Os evangelhos falam do pecado, do erro. Falam de igual modo no perdão. Mas também falam com igual força na reparação das vítimas. Zaqueu devolveu tudo o que roubou à razão de 4 vezes mais. Justiça sem reparação não existe. Não se entende, por isso, que se coloque de fora a hipótese de indemnizações e reparação às vítimas que a Justiça determine.
Há mais de 25 anos, D. António Marcelino, à altura bispo de Aveiro, dizia que se a Igreja não se renovasse, se não fosse para o mundo ser sinal de esperança, se não cuidasse de ser uma Igreja de intervenção, de liberdade, de preocupações sociais e de luta contra a pobreza, tornar-se-ia irrelevante.
Neste sábado santo de silêncio pesado, é esta profecia que parecemos ver-se realizar no episcopado português.

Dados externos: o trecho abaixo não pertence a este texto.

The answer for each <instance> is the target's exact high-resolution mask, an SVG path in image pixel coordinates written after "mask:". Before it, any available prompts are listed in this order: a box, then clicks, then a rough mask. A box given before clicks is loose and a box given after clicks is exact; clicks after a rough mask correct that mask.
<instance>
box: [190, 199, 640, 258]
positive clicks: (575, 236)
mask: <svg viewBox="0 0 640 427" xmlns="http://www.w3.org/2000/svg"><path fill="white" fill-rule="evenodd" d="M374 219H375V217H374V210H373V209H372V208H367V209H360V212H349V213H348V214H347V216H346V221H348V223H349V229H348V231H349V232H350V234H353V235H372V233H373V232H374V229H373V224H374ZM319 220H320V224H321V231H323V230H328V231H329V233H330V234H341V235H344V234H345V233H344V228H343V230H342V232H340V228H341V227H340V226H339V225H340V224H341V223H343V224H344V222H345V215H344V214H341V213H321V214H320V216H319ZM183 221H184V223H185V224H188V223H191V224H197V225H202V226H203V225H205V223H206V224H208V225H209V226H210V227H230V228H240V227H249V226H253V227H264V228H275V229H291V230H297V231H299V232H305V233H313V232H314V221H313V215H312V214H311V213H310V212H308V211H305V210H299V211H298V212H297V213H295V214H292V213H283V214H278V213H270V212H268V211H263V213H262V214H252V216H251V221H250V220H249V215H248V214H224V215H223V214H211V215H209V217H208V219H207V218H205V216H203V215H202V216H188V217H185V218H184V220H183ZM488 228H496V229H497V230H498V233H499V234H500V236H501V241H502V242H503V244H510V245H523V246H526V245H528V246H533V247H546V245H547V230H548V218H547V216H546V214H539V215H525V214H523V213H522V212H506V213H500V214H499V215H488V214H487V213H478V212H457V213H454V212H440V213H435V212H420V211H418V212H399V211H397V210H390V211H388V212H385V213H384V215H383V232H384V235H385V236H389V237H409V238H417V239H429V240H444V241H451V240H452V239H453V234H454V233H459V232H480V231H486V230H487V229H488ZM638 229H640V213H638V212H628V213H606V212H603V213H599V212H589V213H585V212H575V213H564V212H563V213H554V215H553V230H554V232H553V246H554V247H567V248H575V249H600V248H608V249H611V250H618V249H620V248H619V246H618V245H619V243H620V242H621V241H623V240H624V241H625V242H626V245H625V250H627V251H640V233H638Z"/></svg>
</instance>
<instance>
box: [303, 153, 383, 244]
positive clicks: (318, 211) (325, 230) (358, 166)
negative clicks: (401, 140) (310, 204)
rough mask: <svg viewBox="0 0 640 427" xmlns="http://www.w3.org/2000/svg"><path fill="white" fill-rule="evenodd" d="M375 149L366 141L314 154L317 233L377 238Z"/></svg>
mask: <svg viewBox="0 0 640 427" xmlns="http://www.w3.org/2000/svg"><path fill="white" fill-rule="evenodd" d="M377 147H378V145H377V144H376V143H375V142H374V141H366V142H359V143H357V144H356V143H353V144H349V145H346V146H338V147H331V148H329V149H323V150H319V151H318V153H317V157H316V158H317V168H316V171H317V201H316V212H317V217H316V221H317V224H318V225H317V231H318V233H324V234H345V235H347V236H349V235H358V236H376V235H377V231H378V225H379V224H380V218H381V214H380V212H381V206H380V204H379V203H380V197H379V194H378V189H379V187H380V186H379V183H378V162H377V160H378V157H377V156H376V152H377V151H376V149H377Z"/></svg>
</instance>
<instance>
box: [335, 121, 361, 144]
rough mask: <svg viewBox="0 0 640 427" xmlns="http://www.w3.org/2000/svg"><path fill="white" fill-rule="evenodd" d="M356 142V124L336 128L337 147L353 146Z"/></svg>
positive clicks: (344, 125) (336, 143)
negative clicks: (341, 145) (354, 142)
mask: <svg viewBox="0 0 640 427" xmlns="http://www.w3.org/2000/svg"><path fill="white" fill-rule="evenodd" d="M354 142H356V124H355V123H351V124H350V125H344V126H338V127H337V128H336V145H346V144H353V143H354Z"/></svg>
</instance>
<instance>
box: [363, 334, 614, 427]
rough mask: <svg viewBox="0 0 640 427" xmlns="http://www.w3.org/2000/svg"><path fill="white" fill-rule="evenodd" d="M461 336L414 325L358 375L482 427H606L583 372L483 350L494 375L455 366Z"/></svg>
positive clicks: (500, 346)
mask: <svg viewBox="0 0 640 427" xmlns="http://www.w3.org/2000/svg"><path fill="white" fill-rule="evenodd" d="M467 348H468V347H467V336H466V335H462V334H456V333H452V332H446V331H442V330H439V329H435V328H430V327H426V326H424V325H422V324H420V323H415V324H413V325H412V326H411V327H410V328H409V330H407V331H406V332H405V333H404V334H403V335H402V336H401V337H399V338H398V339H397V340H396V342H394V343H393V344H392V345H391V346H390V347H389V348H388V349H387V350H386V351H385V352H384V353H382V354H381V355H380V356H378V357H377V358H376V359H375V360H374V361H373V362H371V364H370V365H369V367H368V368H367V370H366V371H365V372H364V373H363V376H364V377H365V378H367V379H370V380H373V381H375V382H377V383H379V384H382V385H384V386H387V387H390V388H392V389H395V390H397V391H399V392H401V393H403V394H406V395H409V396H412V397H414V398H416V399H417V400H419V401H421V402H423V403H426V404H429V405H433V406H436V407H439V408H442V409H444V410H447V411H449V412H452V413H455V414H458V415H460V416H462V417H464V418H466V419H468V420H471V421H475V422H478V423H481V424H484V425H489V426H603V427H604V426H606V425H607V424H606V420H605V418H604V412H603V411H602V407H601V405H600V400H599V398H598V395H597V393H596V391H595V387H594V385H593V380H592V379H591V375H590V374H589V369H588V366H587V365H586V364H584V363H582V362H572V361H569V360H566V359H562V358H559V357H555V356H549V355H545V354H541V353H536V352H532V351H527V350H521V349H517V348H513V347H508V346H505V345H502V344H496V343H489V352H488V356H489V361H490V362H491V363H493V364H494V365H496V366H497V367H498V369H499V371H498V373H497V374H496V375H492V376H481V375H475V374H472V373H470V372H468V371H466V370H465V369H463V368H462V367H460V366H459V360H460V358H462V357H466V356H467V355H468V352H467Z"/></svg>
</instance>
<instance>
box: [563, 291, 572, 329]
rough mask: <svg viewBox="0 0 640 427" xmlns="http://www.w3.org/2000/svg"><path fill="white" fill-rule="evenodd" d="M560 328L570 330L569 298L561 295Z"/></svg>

No entanto, são numerosos os exemplos, desde centros sociais e paroquiais a ONG ligadas à Igreja como a JRS, a FEC, a Cáritas e tantas outras que continuam a fazer um trabalho notável para que o mundo seja melhor.
Que a desilusão que muitos sentiram com a Igreja não se sobreponha ao bem que esta pode fazer, e que faz. Que a desilusão com a atual hierarquia eclesial não faça perder a esperança de cristãos, nem faça desistir de uma fé de espiritualidade profunda, prática, vivida e transformadora, como a Páscoa nos relembra a cada ano.
Que a necessária renovação aconteça e que a Justiça prevaleça.